今回の「崩壊 3rd」テレサの本格的なコスプレ撮影は、事前準備から本番のシャッターを切るに至るまで、想像をはるかに超える労力と情熱を注ぎ込みました。黒と赤を基調としたゴシック風のドレスだけでも、何重にも重なるスカート、レースの内襟、そして無数のレザーベルトを一つひとつ丁寧に整えながら着付ける必要がありました。ウィッグの細やかなカットとセットに加え、真紅のカラコンを合わせることで、冷徹でありながら誇り高き気品を余すところなく再現。胸元を飾る赤い薔薇や金属製の十字架ペンダントといった装飾も、カメラの前で最も美しい角度を保てるよう現場で何度も微調整を重ねました。
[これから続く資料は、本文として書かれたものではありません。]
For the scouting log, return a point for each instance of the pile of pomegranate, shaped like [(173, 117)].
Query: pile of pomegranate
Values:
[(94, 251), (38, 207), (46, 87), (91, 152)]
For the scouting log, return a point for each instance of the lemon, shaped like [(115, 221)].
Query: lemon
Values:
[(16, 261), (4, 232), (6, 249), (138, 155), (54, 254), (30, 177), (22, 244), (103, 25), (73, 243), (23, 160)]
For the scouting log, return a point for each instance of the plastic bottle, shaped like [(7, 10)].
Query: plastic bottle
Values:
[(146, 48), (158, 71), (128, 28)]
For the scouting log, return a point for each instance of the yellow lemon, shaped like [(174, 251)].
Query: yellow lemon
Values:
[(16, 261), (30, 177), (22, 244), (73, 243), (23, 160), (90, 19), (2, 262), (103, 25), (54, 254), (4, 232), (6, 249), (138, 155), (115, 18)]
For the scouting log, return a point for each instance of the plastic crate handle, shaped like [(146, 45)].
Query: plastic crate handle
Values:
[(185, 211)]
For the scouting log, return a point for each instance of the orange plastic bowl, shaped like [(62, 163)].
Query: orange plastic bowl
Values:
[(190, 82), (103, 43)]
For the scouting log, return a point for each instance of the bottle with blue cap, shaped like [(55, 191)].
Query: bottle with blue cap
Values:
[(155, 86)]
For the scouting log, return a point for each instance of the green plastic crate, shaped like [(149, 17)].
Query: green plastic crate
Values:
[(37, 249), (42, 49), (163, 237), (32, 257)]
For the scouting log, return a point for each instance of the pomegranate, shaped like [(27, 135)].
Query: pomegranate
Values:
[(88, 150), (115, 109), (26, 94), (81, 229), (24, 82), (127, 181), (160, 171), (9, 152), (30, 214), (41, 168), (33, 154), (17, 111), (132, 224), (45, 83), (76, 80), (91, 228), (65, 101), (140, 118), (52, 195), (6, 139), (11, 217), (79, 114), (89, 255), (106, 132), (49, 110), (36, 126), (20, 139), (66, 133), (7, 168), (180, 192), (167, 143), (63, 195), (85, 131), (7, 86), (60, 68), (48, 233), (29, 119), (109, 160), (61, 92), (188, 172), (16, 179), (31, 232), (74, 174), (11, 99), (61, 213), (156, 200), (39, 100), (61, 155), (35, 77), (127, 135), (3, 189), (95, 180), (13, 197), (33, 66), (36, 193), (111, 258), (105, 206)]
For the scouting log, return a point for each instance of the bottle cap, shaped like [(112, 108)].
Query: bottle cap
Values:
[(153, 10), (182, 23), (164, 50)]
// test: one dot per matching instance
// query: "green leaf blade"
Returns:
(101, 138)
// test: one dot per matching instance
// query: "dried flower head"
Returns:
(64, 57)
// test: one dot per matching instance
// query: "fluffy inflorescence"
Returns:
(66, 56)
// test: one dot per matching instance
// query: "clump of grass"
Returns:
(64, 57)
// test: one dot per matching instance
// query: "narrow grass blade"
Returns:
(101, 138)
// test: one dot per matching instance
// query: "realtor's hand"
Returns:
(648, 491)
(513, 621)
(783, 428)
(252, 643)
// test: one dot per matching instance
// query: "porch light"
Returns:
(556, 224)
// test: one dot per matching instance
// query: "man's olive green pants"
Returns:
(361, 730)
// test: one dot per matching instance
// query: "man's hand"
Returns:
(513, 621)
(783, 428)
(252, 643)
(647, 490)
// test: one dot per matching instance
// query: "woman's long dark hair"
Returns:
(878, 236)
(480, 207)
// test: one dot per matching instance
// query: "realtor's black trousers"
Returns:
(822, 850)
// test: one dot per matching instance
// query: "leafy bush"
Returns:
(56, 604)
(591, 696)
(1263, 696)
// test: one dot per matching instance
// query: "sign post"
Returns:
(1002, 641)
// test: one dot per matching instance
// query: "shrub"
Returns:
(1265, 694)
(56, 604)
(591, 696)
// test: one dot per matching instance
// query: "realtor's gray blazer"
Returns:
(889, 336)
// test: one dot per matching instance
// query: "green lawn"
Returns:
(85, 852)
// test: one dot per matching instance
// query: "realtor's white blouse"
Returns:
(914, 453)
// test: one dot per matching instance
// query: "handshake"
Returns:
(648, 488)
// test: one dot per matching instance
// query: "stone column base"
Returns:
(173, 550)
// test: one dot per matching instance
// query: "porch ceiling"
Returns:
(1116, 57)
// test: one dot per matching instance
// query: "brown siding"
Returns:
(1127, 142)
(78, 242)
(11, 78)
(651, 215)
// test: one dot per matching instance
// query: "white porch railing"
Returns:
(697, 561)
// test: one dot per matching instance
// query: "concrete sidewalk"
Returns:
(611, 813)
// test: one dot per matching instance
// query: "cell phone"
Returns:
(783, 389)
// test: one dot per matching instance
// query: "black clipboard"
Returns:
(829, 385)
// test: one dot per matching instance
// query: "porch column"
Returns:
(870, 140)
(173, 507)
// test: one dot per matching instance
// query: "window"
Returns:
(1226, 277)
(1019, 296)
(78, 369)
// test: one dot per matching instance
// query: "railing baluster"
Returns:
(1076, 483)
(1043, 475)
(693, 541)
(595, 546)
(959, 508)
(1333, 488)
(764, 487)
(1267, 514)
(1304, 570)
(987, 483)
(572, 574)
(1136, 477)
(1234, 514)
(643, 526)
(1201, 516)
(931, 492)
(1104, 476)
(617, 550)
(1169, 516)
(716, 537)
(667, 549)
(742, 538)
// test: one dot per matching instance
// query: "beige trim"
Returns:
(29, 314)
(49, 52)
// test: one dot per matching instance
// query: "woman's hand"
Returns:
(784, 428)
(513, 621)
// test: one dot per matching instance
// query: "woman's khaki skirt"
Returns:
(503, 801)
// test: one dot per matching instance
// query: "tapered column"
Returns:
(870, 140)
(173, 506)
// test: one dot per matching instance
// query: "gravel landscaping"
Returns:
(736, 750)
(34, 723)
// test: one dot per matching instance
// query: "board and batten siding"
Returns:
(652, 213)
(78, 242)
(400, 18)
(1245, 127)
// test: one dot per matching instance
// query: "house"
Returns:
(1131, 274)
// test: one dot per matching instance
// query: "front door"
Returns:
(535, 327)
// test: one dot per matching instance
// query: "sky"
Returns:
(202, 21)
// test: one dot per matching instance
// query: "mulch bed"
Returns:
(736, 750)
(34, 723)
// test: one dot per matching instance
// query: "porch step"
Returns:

制作と撮影の両面で最も体力を消耗したのは、彼女のトレードマークである巨大な大剣のプロップでした。刀身は規格外の大きさを誇り、エッジには金色の鋸歯状の装飾が施され、手にした瞬間ずっしりとした重みが伝わってきます。片手あるいは両手で構えて静止ポーズを維持するため、握り手と腕の力点を常に意識し、セットの石柱や王座に切っ先をぶつけないよう細心の注意を払いました。刀身の艶やかな塗装と黒赤の十字架パターンの重厚な質感を際立たせるため、カメラマンさんが照明の角度を徹底的に追求。アーチの奥から差し込む妖艶な赤い光と相まって、画面全体に鮮烈な黒と赤のコントラストが生まれ、圧倒的な威圧感とダークな気品を放つビジュアルが完成しました。
王座に腰掛けるカットでは、ゴシック調の玉座の上で美しい脚のラインとドレスの立体的なドレープをいかに両立させるかに注力しました。片足に重心を乗せ、もう一方の脚を自然にクロスさせて前へ伸ばすことで、繊細な黒ストッキングと編み上げレザーブーツの質感を際立たせつつ、裾にあしらわれた黒薔薇の装飾をフロア一面に優美に広げました。深紅のマントが翻るドラマティックな瞬間を切り取るため、送風機を回しながら生地のたなびきを幾度も調整。低くしゃがみ込むポーズや斬撃を放つアクションでは、複雑な裾を踏んだりストッキングを引っ掛けて伝線させたりしないよう、所作の一つひとつに神経を研ぎ澄ませました。セットに配置された鳥籠や髑髏のプロップも、退廃的で幽暗なゴシックの雰囲気を一層引き立ててくれました。
視線の演技はこの作品における極めて重要な鍵でした。表情の起伏をあえて抑え、顎をわずかに上げて冷ややかに見下ろすような流し目を意識することで、孤高で威風堂々たる支配者の佇まいを表現。長時間の撮影で重量級の武器を支える腕は限界を迎えていましたが、画面に疲れを感じさせないよう優雅な立ち振る舞いを保ち、呼吸を整えてシャッター音に集中しました。光の調整からメイク直し、ウィッグのメンテナンスまで多くの時間を費やしたハードな一日でしたが、仕上がったドラマティックな紅黒の陰影美と大剣が放つ圧倒的な存在感を目にしたとき、すべての苦労が報われたと確信しました。これほど重厚な世界観と華麗な造形に挑めたことは表現者としてこの上ない喜びであり、テレサの放つ唯一無二の気迫を皆様に感じていただければ幸いです。